Woman with an Iron

Anna Hulačová

Woman with an Iron, 2020

Part of a new group of sculptures produced in the context of the Next Shift exhibition (2020), Woman with an Iron, depicts an anonymous female figure, holding on to a domestic device. We are faced with the theme of everyday life, old as art itself. A theme characteristic for its universality, which can be found in the art of Antiquity as much as in the art of the 20th century inter-war period, socialist realism or contemporary art for that matter. The sculpture follows an automatized choreography, resembling themes of industrialization, factory labor, mechanical reproduction, and technological progress, motives, characteristic for inter-war figuration, and socialist sculpture produced in Czechoslovakia between the 1950’s and the 1980’s. Stripped of its identity through the absence of the face, a common feature in the artist’s work, the sculpture translates a heightened sense of robotic behavior, shaping one of its multiple identities. Identity is a crucial subject for Hulačová, namely in relation to her understanding of the contemporary man within the digital era, whose character remains ambiguous as re-shaped by the virtual reality distinctive for our present. In the shape of a pair of trousers, in this case, a symbol of masculinity, the shadow, supposedly cast by the figure, generates a feeling of confusion and ambiguity while creating a silent commentary on traditional role division within the family nucleus. Trapped in daily life automatization, the sculpture is absent of social relations and interpersonal interaction. The machine, in this case, an iron, becomes an extension of the body, rendering the role of the master and the servant ambiguous. Insinuating a sense of madness and delirium, emphasized by the absence of worked/ironed surface, the work questions our technology-driven present through the tropes of the domestic environment.
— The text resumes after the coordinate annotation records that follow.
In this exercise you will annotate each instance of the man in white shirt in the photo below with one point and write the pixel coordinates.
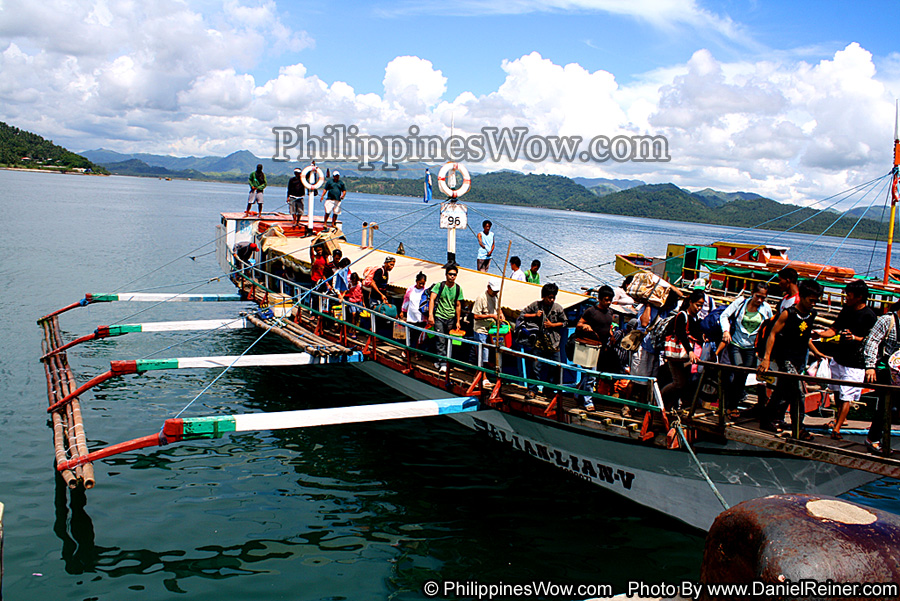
(515, 263)
(485, 314)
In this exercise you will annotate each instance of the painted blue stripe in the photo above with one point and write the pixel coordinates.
(355, 357)
(456, 405)
(850, 431)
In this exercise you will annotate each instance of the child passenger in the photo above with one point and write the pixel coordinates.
(353, 295)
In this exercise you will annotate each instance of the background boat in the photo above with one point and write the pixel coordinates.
(356, 512)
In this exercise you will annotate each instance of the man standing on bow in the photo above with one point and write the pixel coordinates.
(257, 181)
(296, 192)
(335, 191)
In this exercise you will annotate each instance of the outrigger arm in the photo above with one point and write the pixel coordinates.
(154, 297)
(157, 326)
(178, 429)
(121, 368)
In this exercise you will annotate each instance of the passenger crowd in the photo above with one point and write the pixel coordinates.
(665, 339)
(748, 333)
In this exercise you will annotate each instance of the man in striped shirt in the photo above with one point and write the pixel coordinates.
(880, 344)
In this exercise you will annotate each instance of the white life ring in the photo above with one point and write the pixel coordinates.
(442, 180)
(320, 177)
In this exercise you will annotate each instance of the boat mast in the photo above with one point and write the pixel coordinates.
(894, 196)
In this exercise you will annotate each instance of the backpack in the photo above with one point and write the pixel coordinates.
(710, 325)
(762, 334)
(426, 298)
(424, 301)
(658, 331)
(369, 276)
Combining a wide range of techniques and materials, Hulačová furthers the exploration of her themes in the materiality of the work. By combining brutalist features such as concrete, a central material of the work with organic forms, Hulačová points to our time’s hybrid nature, where seemingly distant or even opposed forms merge and mutate into a new reality. The greyness of the material furthered by the greyness of Hulačová’s drawings heightens the apocalyptic nature of the work, initiating a play of the haptic, where the hard and the soft, the dry and the wet, the smooth and the rough, become a reminder that materiality, physical experience and encounter have yet not been rendered obsolete.
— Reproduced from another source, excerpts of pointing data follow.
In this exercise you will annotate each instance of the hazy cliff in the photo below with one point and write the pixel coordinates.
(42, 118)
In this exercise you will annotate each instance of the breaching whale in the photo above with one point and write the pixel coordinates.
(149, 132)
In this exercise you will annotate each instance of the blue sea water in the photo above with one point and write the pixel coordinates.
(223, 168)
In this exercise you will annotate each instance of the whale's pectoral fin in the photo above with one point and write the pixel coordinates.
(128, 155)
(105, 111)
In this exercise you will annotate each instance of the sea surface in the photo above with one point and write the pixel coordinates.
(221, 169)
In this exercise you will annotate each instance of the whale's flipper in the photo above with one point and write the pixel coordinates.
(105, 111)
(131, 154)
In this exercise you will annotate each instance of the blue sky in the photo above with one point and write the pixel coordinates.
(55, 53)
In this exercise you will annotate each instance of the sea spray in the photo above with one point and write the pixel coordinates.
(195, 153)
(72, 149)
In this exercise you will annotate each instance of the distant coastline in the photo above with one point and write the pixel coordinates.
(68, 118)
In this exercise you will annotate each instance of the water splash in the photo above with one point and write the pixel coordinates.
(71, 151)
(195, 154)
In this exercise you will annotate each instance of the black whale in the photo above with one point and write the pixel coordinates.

Anna Hulačová has exhibited her work at the Centre Pompidou, Paris; Fondation Louis Vuitton, Paris; Kunstvereniging Diepenheim, Netherlands; Baltic Triennial, Contemporary Art Centre in Vilnius; Prague City Gallery; Colloredo-Mansfeld Palace, Prague; Biennale Gherdeina, Ortisei, Italy; National Gallery, Trade Fair Palace, Prague; K11 MUSEA, Hong Kong; MO.CO. Montpellier Contemporaine, France; West Bohemian Gallery, Pilsen, Czechia; East Slovak Regional Gallery, Košice, Slovakia; CEAAC, Strasbourg, France, and Casino Luxembourg, Luxembourg, among others.